Few investment topics provoke as venomous a clash as cryptocurrencies. For supporters, they are a revolutionary godsend to escape the malign intent of currency debasing government, while opponents dismiss them as a dangerous fad peddled by the unscrupulous few to the naïve many. With often messianic zeal, the former predicts a future where the flimsy paper of sovereign issuers is replaced by the anchored certainty of decentralised scarcity, while the latter warn loudly of an historically pumped Ponzi collapsing again since November. The volatile path of Bitcoin – the grandaddy of crypto – neatly summarises the jagged battle:

Bitcoin/US Dollar – 2-Year Chart

Notwithstanding the newness of the technology, the central issue is centuries old. Fundamentally, the search for a stable store of value is a constant and is a constant challenge. The gold standard met this challenge for over two and a half centuries and was effectively the global monetary regime from well before its formal adoption by Great Britain in 1717 to the shutting of the gold window by US President Richard Nixon in 1971.

While its operation was sometimes suspended, or tweaked, in response to war, revolution or depression, the general adherence of most of the globe to this fixed intrinsic standard was a largely unquestioned constant in political, economic, and social life.

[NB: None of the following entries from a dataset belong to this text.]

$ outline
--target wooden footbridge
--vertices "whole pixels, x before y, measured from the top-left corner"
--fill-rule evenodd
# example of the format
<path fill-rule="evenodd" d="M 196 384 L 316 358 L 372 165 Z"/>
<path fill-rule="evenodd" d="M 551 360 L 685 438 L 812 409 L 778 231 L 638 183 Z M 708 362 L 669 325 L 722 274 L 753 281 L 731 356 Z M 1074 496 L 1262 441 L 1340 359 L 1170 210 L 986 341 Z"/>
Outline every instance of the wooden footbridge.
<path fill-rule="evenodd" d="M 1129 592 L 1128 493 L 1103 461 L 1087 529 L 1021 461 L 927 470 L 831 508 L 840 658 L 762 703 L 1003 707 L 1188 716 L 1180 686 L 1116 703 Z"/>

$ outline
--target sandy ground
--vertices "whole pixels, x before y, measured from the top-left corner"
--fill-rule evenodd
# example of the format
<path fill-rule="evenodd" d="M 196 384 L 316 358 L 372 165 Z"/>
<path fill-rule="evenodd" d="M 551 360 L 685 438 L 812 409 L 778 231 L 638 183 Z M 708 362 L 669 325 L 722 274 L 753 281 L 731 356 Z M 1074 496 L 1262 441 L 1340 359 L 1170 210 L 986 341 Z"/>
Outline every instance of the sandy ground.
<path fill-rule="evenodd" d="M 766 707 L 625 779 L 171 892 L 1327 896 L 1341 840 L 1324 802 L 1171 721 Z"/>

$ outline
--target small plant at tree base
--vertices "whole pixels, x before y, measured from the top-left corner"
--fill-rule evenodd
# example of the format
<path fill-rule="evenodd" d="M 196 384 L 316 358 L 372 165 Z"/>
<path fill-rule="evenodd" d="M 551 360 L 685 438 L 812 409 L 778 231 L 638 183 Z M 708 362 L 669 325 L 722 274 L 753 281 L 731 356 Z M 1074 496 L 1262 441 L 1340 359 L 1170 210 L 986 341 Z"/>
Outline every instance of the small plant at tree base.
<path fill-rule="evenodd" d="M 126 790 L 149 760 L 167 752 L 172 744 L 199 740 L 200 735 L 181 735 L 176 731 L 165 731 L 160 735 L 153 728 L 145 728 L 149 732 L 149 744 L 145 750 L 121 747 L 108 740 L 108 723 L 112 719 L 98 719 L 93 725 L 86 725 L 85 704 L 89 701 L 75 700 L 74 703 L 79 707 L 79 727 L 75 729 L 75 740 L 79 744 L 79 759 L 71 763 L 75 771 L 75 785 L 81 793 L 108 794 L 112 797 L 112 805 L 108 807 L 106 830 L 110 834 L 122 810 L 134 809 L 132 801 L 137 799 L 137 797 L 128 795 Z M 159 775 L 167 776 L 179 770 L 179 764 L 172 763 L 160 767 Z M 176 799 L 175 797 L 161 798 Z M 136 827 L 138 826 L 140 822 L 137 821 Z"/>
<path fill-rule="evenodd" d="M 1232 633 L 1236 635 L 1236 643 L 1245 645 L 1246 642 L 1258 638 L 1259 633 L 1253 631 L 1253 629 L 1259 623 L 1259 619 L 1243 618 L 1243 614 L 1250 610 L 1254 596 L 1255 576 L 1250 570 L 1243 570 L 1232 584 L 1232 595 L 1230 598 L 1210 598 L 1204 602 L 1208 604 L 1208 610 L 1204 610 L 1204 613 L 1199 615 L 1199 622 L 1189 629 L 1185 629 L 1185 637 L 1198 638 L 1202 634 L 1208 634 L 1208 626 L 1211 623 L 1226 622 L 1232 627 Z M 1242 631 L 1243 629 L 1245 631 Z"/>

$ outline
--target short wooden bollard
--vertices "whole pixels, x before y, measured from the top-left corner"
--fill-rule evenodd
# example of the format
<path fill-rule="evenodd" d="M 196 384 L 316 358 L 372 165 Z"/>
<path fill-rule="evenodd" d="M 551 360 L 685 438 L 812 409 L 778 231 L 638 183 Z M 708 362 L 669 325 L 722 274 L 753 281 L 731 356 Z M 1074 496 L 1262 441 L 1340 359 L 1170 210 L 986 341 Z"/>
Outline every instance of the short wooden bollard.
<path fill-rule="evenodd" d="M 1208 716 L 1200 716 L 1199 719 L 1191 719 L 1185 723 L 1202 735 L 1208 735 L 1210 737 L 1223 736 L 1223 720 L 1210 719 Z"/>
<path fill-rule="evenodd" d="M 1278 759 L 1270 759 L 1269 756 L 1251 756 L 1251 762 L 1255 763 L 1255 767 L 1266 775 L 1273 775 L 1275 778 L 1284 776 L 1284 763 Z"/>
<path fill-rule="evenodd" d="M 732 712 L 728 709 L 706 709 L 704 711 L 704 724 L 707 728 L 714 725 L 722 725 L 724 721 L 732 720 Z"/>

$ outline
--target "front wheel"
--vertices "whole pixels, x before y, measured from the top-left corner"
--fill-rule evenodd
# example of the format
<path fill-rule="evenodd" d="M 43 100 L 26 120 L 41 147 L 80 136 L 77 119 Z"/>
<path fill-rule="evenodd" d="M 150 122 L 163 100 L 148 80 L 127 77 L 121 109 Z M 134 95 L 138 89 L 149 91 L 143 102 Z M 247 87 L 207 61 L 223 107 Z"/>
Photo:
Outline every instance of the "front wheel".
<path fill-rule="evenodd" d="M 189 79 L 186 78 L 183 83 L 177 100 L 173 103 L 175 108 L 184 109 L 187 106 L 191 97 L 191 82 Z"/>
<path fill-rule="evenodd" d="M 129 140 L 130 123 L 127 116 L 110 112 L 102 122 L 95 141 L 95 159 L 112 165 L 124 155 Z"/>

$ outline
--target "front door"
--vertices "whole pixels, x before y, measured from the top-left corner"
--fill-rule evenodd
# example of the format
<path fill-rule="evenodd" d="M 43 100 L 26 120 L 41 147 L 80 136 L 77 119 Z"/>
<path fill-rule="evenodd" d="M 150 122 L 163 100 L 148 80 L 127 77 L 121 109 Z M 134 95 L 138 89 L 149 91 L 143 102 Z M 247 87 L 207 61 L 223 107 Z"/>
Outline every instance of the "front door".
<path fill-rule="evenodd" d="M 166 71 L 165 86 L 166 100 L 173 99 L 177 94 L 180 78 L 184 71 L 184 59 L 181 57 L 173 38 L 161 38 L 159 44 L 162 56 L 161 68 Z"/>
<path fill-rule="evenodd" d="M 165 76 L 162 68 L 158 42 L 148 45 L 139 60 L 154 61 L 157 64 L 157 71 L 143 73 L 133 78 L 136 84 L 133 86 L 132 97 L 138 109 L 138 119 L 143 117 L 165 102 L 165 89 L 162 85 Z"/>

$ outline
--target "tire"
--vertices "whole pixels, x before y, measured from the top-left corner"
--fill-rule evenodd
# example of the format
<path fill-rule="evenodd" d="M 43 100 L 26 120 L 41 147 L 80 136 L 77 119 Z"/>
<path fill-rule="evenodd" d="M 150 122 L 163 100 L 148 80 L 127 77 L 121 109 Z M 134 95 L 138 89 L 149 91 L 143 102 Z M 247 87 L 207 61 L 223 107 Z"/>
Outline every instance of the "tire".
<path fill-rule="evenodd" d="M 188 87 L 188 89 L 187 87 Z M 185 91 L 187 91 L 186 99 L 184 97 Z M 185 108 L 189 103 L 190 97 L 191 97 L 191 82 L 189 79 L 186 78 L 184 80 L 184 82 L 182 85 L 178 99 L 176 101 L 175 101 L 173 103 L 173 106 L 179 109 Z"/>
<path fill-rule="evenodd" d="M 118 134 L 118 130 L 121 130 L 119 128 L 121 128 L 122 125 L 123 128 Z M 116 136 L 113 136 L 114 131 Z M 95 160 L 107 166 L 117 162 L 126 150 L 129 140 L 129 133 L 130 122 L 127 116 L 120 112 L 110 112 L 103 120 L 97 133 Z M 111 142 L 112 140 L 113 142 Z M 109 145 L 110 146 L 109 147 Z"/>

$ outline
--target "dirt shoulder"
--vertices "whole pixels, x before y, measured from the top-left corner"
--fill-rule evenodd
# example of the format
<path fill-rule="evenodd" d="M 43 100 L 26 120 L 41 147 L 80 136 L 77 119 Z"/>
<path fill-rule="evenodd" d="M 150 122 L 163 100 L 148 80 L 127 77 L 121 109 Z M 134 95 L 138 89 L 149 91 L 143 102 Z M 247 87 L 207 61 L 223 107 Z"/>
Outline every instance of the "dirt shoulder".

The rationale for this widespread conviction was summarised memorably by John Maynard Keynes in his 1919 book: The Economic Consequences of the Peace:

‘Lenin was right.  There is no subtler, no surer means of overturning the existing basis of society than to debauch the currency.  The process engages all the hidden forces of economic law on the side of destruction and does it in a manner which not one man in a million can diagnose.’

But the world changed on the 15th of August 1971. After more than a quarter of a millennium broadly tied to gold, the money of the world was cut free. The pressured decision of an ultimately disgraced US President to break with centuries of accepted wisdom has left us searching since for a stable monetary anchor.

Hyman Minsky was a US economist best known for his provocative 1975 paper ‘The Financial Instability Hypothesis’. Importantly, his characterisation of the of the macro economy as a system prone to bouts of dramatic instability generated endogenously by the financial system proved especially insightful in the aftermath of the Lehman collapse. As importantly, almost a decade and a half later, his pithy insight that: ‘Everyone can create money; the problem is to get it accepted’ helps us grapple with the Crypto battle today.

MMT is a relatively young school of unorthodox economic theory. While it draws its inspiration from the early 20th century thinking on money of German economist Georg Friedrich Knapp and the later ‘functional finance’ ideas of Keynesian disciple Abba Lerner, MMT is less than three decades old.

The core assumptions of MMT are that modern money is generally sovereign, fiat and is given value by being the only means acceptable to settle taxes. In Minsky terms, it’s this capacity to settle taxes as demanded by the sovereign that makes money acceptable and ensures its value.

One of the more telling and long-lasting examples of this was the tally stick. Popular throughout medieval Europe, the tally stick became a sovereign money system in England under King Henry I and tally sticks were still circulating in parts of the Kingdom until the early 19th century.

The split tally was a stick marked with a system of notches and then split lengthwise with one half spent into the community by the King and the other half retained by his exchequer. Accepted as payment of taxes by the Crown and consequently accepted as a means of exchange and a store of value throughout the realm, the regime as it operated in the England of the late 12th century is described by Richard Fitz-Neal:

‘The manner of cutting is as follows. At the top of the tally a cut is made, the thickness of the palm of the hand, to represent a thousand pounds; then a hundred pounds by a cut the breadth of a thumb; twenty pounds, the breadth of a little finger; a single pound, the width of a swollen barleycorn; a shilling rather narrower; then a penny is marked by a single cut without removing any wood.’

In our post-Nixon era of unanchored money, the combination of Minsky and MMT helpfully frames the Crypto debate. The fracturing of trust, leadership and authority is often both a cause, and a symptom, of a fracturing monetary system. Having dispensed with centuries of accumulated practice as recently as 1971, the current system is showing increasing signs of succumbing to the historical pattern. Clearly, the appeal of cryptocurrencies such as Bitcoin needs to be seen in this light.

In truth, the risk is growing that the current experiment in unanchored money might collapse in anger, drama, and mistrust. But the cryptocurrency response is fatally undermined by the insights of Minsky and MMT. Clearly, there is no barrier to the issuance of an all but infinite number of cryptocurrencies, but without major governments inexplicably undermining their own power by accepting them, all such currencies run the real and high risk of being worthless.

The legendary banker Mayer Amschel Rothschild (1744 to 1812) famously quipped: ‘Permit me to issue and control the money of a nation, and I care not who makes its laws!’. This power is no less and no less understood in Washington, Frankfurt, Beijing, and Tokyo today. As the cryptocurrency battle roars on, be careful not to find yourself on the wrong side of Sovereign power.